Outro aviso para que orem (22.45,46)
Na mesma área que Cristo lhes ensinou no Getsêmani sobre a oração perseverante — os discípulos tinham falhado. Jesus, depois de conquistar a vitória para si mesmo, retornou para onde estavam, apenas para encontrá-los adormecidos, “dominados pela tristeza”. Em Mateus 26.40 ele pergunta: “Não poderiam vocês, homens, vigiar comigo por uma hora?” É Lucas que nos diz que foi a tristeza que os havia exaurido. O impacto da própria agonia do coração de Jesus fora transmitido a eles, e embora eles somente se dessem conta de todas as implicações de maneira vaga e parcial, eles sabiam que ele logo seria preso. A extensão total dessa compreensão estava começando a desgastá-los. Como veremos em breve, esta era uma tristeza misturada com temor por sua própria segurança.
Conclusão
Jesus conclui repetindo o tema principal, “orem para que vocês não caiam em tentação”. Sem a oração, não há possibilidade de força espiritual suficiente para superar as pressões e ansiedades da vida. Os discípulos o constatarão na próxima cena. Fugir do julgamento, como eles tentarão fazer, não é a resposta, pois isso é uma derrota em si mesma. Ao invés disso, devemos enfrentar nossas dificuldades de forma direta e perseverante, devido à presença fortalecedora de Cristo e do Espírito em nossa vida, e isso vem somente através da oração contínua.[7]
[1] Almeida Revista e Atualizada (Barueri: Sociedade Bíblica do Brasil, 1993), Lc 22.31–34.

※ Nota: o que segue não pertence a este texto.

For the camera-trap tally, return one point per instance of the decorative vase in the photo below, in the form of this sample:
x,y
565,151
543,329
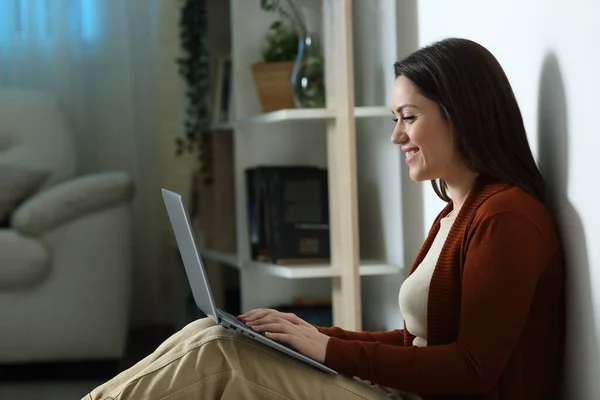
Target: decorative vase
x,y
308,75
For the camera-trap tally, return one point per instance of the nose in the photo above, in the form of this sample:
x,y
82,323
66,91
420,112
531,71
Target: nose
x,y
399,135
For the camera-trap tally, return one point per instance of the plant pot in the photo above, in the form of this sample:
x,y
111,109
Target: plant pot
x,y
273,82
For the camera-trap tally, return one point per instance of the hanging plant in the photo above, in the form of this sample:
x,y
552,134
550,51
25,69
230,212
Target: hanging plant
x,y
194,69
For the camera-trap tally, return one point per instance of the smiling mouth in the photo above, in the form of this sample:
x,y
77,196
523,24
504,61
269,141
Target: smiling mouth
x,y
410,153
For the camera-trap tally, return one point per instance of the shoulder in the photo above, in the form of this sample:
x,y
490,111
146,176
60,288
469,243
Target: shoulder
x,y
517,205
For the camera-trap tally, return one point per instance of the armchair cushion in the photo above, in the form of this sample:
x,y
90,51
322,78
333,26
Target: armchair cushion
x,y
16,184
23,261
70,200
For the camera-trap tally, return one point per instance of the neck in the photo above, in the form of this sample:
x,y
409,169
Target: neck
x,y
459,188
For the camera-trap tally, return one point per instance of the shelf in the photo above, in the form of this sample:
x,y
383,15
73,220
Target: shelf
x,y
288,115
225,258
300,114
372,112
367,268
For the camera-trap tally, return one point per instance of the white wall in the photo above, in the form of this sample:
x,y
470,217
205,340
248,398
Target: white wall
x,y
549,51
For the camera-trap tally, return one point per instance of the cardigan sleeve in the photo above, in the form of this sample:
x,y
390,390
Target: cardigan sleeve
x,y
394,337
505,257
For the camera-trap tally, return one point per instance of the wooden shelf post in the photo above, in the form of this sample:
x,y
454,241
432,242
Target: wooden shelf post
x,y
341,154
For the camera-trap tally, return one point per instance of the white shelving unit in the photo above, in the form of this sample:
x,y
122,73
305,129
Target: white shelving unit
x,y
306,271
350,138
299,115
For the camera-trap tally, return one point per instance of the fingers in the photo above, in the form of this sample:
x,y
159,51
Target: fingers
x,y
255,314
283,338
269,318
279,326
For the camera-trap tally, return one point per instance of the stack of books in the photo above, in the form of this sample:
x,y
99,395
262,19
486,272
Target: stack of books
x,y
288,214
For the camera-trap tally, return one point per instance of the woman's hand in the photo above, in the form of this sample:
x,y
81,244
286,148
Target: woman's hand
x,y
289,329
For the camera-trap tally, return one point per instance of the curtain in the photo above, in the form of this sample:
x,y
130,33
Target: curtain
x,y
98,57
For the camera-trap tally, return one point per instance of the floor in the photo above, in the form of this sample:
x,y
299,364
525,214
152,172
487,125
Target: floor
x,y
141,343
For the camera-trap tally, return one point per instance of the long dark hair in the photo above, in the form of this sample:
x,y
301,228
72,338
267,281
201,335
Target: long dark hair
x,y
475,97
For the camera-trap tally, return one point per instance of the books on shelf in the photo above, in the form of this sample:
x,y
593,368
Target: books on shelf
x,y
288,214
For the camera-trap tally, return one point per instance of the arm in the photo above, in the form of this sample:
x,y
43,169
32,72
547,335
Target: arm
x,y
395,337
491,321
69,200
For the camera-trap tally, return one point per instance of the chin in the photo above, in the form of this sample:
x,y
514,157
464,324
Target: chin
x,y
419,176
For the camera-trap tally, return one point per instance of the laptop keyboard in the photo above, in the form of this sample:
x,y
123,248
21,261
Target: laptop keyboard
x,y
237,322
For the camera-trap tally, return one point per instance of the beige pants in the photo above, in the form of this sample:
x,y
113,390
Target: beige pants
x,y
207,361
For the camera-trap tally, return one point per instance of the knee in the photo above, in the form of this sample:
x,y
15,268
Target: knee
x,y
200,325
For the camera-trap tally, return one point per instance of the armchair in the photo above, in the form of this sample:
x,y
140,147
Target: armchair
x,y
65,258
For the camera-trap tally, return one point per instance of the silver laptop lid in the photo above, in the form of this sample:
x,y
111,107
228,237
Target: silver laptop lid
x,y
189,253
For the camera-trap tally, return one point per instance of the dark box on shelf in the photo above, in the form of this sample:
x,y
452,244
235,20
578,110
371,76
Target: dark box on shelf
x,y
288,214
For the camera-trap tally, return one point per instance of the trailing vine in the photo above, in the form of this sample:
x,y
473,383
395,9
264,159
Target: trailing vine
x,y
194,69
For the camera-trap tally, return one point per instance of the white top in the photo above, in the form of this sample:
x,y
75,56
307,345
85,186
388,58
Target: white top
x,y
415,289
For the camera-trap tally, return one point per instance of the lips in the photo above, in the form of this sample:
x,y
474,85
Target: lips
x,y
410,153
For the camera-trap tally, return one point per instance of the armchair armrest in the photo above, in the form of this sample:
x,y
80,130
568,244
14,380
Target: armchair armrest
x,y
70,200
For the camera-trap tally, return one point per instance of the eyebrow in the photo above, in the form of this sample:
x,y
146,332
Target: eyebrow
x,y
403,106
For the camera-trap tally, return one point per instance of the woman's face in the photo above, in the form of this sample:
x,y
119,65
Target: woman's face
x,y
423,133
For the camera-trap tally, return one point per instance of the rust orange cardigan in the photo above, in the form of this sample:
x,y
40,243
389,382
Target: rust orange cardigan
x,y
495,318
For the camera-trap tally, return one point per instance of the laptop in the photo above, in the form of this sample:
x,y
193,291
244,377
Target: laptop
x,y
201,289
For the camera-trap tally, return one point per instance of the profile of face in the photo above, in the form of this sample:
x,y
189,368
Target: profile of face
x,y
424,134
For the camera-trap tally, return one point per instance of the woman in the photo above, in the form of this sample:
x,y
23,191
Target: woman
x,y
483,305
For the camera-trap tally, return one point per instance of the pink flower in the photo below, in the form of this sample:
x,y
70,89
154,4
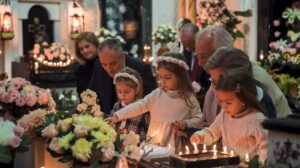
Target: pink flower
x,y
19,130
298,44
277,34
276,22
15,142
20,101
14,95
43,98
31,100
5,97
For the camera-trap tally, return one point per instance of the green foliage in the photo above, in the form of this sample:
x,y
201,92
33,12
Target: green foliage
x,y
5,154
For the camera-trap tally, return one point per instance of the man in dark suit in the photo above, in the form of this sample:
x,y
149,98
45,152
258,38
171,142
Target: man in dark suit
x,y
112,59
188,36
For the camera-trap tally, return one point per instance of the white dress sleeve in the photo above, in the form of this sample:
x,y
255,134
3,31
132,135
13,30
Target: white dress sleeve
x,y
139,107
213,132
195,113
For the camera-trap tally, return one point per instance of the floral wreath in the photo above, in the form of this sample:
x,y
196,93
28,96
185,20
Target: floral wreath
x,y
173,60
126,75
215,12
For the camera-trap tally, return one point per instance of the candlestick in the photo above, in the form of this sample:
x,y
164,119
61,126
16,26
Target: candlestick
x,y
261,55
187,150
195,148
215,154
204,150
214,147
247,160
231,153
224,152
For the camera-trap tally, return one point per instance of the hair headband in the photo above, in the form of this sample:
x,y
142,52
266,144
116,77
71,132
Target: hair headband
x,y
126,75
173,60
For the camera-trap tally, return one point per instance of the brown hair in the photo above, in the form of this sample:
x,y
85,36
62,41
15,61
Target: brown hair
x,y
184,81
89,37
240,81
228,58
112,44
130,82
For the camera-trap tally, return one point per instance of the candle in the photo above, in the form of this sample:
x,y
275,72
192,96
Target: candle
x,y
195,148
215,154
247,158
214,147
204,150
224,150
261,55
187,150
231,153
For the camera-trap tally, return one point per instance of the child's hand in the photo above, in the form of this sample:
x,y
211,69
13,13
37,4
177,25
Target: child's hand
x,y
112,120
178,125
197,137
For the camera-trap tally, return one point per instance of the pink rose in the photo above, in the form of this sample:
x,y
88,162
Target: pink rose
x,y
43,98
15,142
276,22
19,130
5,97
31,100
277,34
20,101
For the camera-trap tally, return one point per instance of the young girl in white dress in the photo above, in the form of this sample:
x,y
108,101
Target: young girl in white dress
x,y
173,101
239,123
129,88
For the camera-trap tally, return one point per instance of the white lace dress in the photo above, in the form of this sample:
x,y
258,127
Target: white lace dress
x,y
165,108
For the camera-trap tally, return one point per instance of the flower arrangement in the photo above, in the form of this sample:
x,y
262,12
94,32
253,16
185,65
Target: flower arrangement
x,y
89,104
18,97
215,12
286,50
84,137
54,55
11,138
65,100
104,34
164,34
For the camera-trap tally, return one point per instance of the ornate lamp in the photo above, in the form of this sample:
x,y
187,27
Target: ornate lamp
x,y
76,21
6,22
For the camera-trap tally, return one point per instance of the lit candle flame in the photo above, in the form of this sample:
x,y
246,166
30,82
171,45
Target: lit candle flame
x,y
204,148
195,148
214,147
187,150
261,56
247,158
224,149
215,153
231,153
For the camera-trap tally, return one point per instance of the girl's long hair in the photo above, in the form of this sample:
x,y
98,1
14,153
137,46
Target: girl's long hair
x,y
240,81
184,81
130,82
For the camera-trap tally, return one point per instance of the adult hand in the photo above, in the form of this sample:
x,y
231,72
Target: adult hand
x,y
197,137
112,120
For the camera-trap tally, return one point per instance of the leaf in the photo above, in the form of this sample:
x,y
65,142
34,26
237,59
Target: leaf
x,y
239,34
254,162
246,13
5,154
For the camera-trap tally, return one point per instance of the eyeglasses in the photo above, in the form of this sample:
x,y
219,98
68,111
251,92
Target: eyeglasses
x,y
212,81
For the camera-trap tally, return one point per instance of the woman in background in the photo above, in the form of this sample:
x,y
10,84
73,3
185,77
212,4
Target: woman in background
x,y
86,46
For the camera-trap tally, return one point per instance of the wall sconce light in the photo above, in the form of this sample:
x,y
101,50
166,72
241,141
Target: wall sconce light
x,y
6,21
76,21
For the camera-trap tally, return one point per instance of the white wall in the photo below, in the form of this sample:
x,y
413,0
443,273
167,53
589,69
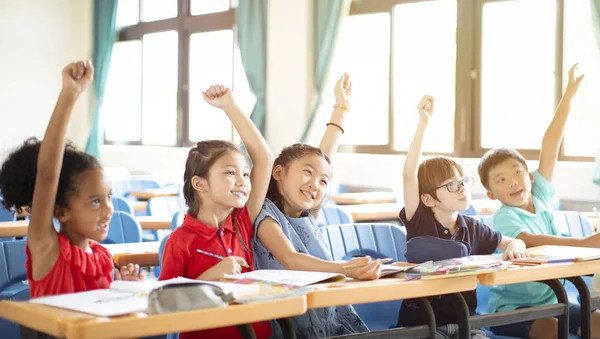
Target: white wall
x,y
37,39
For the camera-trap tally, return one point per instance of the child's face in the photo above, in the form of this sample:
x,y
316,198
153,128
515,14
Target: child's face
x,y
510,182
228,183
90,208
451,201
303,182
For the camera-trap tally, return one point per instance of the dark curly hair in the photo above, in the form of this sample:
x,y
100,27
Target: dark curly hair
x,y
18,174
286,157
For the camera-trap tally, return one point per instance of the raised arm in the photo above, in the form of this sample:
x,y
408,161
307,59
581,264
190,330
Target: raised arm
x,y
273,238
554,133
262,158
335,128
413,157
41,236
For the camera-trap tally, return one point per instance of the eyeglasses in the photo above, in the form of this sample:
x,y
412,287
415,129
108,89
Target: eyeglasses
x,y
454,186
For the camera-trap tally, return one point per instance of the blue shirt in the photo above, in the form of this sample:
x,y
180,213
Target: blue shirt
x,y
480,239
511,221
305,236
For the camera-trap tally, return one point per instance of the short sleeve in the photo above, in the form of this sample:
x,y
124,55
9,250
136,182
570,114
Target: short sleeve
x,y
487,239
542,189
421,224
174,257
508,223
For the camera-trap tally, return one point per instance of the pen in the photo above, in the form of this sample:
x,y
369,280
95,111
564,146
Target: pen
x,y
220,257
383,261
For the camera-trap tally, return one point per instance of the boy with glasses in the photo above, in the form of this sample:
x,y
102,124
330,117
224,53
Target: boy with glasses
x,y
434,192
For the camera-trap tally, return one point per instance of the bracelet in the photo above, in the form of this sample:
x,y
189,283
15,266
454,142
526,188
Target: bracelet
x,y
336,125
344,107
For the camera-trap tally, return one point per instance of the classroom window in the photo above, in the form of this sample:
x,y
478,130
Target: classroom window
x,y
168,52
495,84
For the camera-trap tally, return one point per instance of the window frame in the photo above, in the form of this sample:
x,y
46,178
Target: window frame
x,y
467,121
185,24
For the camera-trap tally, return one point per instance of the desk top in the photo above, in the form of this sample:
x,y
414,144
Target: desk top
x,y
386,289
61,323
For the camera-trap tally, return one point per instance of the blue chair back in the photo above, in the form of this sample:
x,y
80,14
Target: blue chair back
x,y
377,241
123,228
165,206
333,215
122,205
177,219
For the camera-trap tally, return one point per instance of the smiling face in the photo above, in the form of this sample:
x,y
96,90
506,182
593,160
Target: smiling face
x,y
510,182
303,183
89,209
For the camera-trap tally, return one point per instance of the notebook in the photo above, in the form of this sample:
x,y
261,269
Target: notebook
x,y
124,297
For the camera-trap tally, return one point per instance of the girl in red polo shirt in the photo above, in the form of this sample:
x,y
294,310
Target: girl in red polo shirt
x,y
59,181
221,208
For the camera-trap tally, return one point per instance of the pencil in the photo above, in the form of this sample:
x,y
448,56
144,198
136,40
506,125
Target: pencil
x,y
220,257
383,261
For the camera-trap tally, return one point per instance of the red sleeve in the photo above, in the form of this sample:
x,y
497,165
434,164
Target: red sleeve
x,y
174,258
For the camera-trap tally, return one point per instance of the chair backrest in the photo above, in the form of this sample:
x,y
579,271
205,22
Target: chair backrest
x,y
177,219
165,206
333,215
161,250
123,228
376,240
12,262
122,205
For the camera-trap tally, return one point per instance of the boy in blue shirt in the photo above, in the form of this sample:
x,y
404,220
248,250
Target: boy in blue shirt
x,y
434,192
526,214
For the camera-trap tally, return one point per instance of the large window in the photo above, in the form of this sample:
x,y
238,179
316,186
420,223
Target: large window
x,y
168,52
497,69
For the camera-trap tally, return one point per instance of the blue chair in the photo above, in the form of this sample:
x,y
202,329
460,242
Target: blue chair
x,y
123,228
122,205
12,275
333,215
378,241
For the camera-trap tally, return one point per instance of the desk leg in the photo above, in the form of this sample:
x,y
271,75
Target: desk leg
x,y
426,307
287,328
561,295
246,331
586,306
462,310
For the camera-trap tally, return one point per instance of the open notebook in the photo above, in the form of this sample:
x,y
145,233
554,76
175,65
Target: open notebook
x,y
558,254
125,297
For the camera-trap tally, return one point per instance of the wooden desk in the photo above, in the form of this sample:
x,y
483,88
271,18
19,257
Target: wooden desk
x,y
69,324
363,198
144,254
18,228
153,193
373,212
386,289
9,229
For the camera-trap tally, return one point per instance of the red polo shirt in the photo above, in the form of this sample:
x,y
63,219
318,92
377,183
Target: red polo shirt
x,y
180,259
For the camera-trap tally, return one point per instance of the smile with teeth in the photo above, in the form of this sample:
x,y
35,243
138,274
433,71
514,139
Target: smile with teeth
x,y
309,195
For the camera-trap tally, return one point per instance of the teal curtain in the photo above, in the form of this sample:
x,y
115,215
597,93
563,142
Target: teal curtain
x,y
105,14
327,17
251,17
595,10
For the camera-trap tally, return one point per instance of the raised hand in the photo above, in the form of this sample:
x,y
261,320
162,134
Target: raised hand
x,y
219,96
426,107
77,76
343,90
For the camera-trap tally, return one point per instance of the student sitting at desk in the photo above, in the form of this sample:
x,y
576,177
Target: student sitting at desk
x,y
217,230
434,192
60,181
526,214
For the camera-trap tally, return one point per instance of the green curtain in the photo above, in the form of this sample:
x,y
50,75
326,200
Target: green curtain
x,y
595,11
251,17
328,16
105,14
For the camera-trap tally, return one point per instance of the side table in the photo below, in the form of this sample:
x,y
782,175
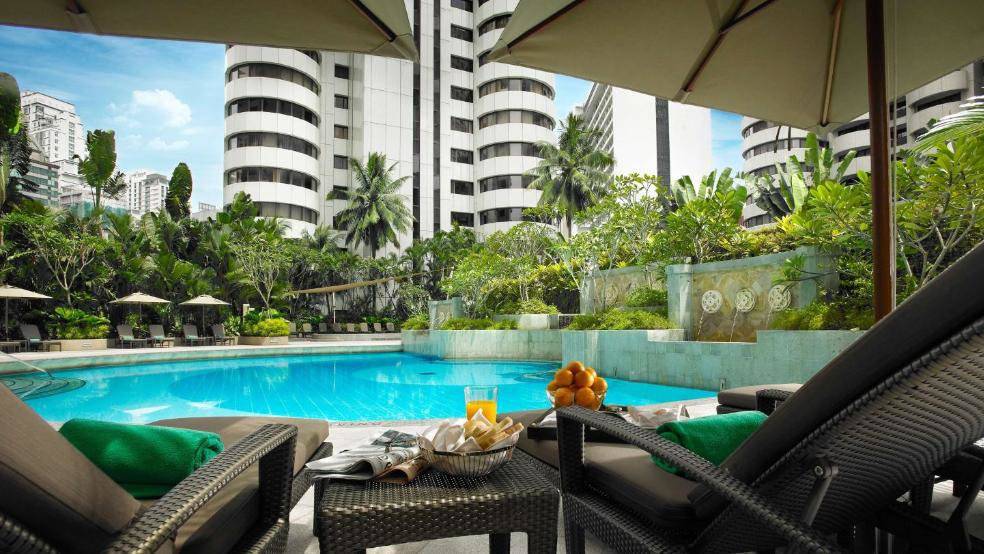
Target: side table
x,y
356,515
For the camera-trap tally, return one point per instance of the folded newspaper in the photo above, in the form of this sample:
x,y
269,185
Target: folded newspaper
x,y
392,457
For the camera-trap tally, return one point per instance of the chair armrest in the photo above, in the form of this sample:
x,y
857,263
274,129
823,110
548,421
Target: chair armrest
x,y
572,420
271,445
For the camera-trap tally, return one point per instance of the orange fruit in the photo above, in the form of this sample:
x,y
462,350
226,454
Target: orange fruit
x,y
564,377
583,379
574,367
585,397
563,396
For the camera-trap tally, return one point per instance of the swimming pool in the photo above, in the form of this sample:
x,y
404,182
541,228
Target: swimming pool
x,y
346,387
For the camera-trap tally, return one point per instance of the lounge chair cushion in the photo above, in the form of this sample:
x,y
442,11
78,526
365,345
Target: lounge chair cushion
x,y
230,513
925,320
51,488
744,397
625,473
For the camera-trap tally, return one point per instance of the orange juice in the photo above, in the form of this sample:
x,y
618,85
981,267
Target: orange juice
x,y
488,408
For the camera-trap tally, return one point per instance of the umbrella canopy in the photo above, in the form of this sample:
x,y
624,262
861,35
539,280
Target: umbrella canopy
x,y
204,300
379,27
797,63
139,298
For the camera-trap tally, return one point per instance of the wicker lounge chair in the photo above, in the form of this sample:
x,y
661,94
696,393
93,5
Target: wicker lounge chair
x,y
192,337
32,338
218,334
158,337
879,420
55,499
127,340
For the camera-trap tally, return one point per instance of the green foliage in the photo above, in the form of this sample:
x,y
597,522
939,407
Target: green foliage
x,y
179,192
819,315
418,322
644,297
71,323
616,320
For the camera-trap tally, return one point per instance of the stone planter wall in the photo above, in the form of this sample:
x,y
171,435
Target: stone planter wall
x,y
488,345
661,357
262,341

[2] Almeida Revista e Atualizada (Barueri: Sociedade Bíblica do Brasil, 1993), Lc 22.33.
[3] Almeida Revista e Atualizada (Barueri: Sociedade Bíblica do Brasil, 1993), Lc 22.34.
[4]Almeida Revista e Atualizada (Barueri: Sociedade Bíblica do Brasil, 1993), Lc 22.35–38.
[5] Grant R. Osborne, Evangelho de Lucas, trad. Renato Cunha, Comentário Expositivo do Novo Testamento (Bellingham, WA; São Paulo: Lexham Press; Editora Carisma, 2023), 525.
[6] Almeida Revista e Atualizada (Barueri: Sociedade Bíblica do Brasil, 1993), Lc 22.39–46.
[7] Grant R. Osborne, Evangelho de Lucas, trad. Renato Cunha, Comentário Expositivo do Novo Testamento (Bellingham, WA; São Paulo: Lexham Press; Editora Carisma, 2023), 527–530.